As an energy and utilities provider, Kit Carson Electric Cooperative (KCEC) cannot let cyber-attacks disrupt its services, or thousands of people could be without electricity, internet, and gas. That’s why it turned to Darktrace to protect its email, network, identities, and Operational Technology (OT).

“Darktrace allows us to continue to provide our critical services to our employees, consumers, and community with none to minimal downtime,” said Daniel Trujillo, Chief Information Security Officer at KCEC.

Darktrace uses Self-Learning AI that is continuously trained on each organization’s unique data to detect and stop all types of attacks. By understanding normal activity, the AI can recognize abnormal and suspicious behavior. That means it can autonomously detect and stop unknown and novel attacks, without being limited by historical attack data.

Darktrace’s AI can be applied anywhere an organization has data, including OT. Before Darktrace, KCEC was not securing its OT at all. When the Chief Executive Officer shared the organization’s five-year plan, the security team took initiative and deployed Darktrace to protect the substations and OT environments that would be involved in the planned projects.

The organization still constantly upgrades its OT devices and has recently started implementing SCADA. Darktrace / OT adapts to these changes and gives the security team visibility across OT and IT systems, all within a single, unified platform.

While OT security is vital, many cyber-attacks start in IT, specifically the inbox. The security team can add multiple layers of email security to protect end users, but it only takes one wrong click to put the company at risk. Darktrace / EMAIL gives the organization a last line of defense to stop that from happening.

“Darktrace / EMAIL is the most beneficial product for our organization,” Trujillo said.

The security team has seen it in action. A local organization within the community started sending a lot of emails that Darktrace blocked. When the team analyzed them, it realized that the local organization’s server had been compromised. The team let the other company know, and the issue was resolved. Darktrace not only protected KCEC, but also its partner.

‍

The security team benefits from Darktrace / Attack Surface Management, which continuously scans externally exposed assets to identify, prevent, and remediate digital brand threats.

“Since using Darktrace, we’ve been able to decrease our attack surface by 75%, and continue to mitigate it on a daily basis,” Trujillo said.

Darktrace / Attack Surface Management once discovered a local municipality had an OT device connected to the internet, but it still used default credentials. This device managed the entire water system for the municipality. The KCEC team shared Darktrace’s findings with the municipality, making its own organization and the community safer.

For more preemptive defense, Darktrace / Proactive Exposure Management offers tailored attack path modeling, threat and vulnerability management, and AI risk assessments. The team has even fit it into its quarterly employee training, since the realistic attack engagements inform targeted security awareness efforts.

“We see potential attacks come through, but we’re mitigating them with Darktrace,” Trujillo said.

Darktrace / Incident Readiness & Response helps the security team be ready and recover quickly. Before Darktrace, the team did not have strategic plans in case an attack landed. Now, it can run tabletop exercises to practice and demonstrate to leadership the impact of an attack on the organization and greater community. The team estimates Darktrace has decreased the resources needed for incident response by 50%.

“Darktrace / Incident Readiness & Response has given us the ability and understanding of how to handle an incident response,” Trujillo said.

Since Darktrace can detect and respond to attacks autonomously and at machine speed, the security team has gained time back in its schedule.
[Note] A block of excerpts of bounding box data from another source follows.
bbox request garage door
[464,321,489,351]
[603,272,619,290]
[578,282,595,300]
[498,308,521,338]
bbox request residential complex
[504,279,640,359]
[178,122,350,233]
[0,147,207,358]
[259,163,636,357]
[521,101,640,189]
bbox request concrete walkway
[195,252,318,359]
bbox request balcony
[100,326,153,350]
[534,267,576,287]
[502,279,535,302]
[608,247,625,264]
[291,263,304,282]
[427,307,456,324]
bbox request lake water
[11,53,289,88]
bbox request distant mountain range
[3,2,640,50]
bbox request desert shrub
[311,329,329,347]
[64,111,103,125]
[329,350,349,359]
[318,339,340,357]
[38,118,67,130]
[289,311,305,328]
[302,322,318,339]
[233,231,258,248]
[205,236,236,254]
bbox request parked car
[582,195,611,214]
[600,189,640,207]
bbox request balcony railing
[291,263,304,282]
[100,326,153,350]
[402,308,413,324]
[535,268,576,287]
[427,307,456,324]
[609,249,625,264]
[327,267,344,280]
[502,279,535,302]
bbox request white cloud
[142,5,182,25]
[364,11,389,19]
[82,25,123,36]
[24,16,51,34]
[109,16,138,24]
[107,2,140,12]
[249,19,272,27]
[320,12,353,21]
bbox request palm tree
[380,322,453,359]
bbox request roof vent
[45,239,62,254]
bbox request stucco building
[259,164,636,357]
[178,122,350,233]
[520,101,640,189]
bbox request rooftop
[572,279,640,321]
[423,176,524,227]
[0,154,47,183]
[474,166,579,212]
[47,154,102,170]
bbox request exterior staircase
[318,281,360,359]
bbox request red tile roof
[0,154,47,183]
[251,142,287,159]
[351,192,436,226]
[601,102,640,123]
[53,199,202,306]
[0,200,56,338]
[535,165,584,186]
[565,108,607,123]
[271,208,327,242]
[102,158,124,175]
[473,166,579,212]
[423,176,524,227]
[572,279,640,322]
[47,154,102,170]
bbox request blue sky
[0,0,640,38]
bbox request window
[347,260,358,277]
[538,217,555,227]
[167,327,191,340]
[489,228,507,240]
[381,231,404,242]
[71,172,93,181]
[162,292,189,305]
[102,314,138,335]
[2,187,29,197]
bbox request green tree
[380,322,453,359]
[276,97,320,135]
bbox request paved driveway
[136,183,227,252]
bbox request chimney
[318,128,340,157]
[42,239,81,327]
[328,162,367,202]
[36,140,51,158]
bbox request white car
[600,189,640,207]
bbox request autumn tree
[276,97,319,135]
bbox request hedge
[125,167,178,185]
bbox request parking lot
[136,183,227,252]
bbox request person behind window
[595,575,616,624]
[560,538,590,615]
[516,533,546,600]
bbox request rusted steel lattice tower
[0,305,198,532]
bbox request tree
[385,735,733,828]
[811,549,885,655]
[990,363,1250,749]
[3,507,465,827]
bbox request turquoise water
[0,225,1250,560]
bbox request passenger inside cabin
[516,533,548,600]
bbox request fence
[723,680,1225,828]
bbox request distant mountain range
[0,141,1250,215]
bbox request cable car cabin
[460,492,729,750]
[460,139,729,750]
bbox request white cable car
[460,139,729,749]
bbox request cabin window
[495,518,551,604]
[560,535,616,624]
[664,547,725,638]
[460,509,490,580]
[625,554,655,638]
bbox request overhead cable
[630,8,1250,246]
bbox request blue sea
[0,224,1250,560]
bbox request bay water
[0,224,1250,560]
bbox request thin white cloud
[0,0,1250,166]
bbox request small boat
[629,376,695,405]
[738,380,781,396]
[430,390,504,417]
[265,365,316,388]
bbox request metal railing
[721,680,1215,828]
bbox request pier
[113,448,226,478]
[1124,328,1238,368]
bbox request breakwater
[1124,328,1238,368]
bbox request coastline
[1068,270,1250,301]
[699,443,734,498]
It has cut down the time needed to analyze, triage, and respond to attacks from 30 minutes to not even a minute.

With the Darktrace Mobile App, the team can keep an eye on security even while out of office.

The security team has been able to reallocate this newfound time to work on other critical projects in the organization, like developing microgrids and AI fire mitigation techniques, as well as increase industry learning.

“Darktrace has given us the ability and time to continue our education so we can finally become masters in a particular field of IT and cyber,” Trujillo said.

The team has also had more time to work on community outreach, including speaking at local universities, running internships, and partnering with high schools to involve students in IT. This gives the team a sense of purpose and confidence and helps members of the community get interested in cyber.

Importantly, with Darktrace in place, members of the security team report improved mental health. They can enjoy time out of office, being with their families, and exploring hobbies with the confidence that Darktrace will protect the organization. Darktrace allows the team to leave its work at work.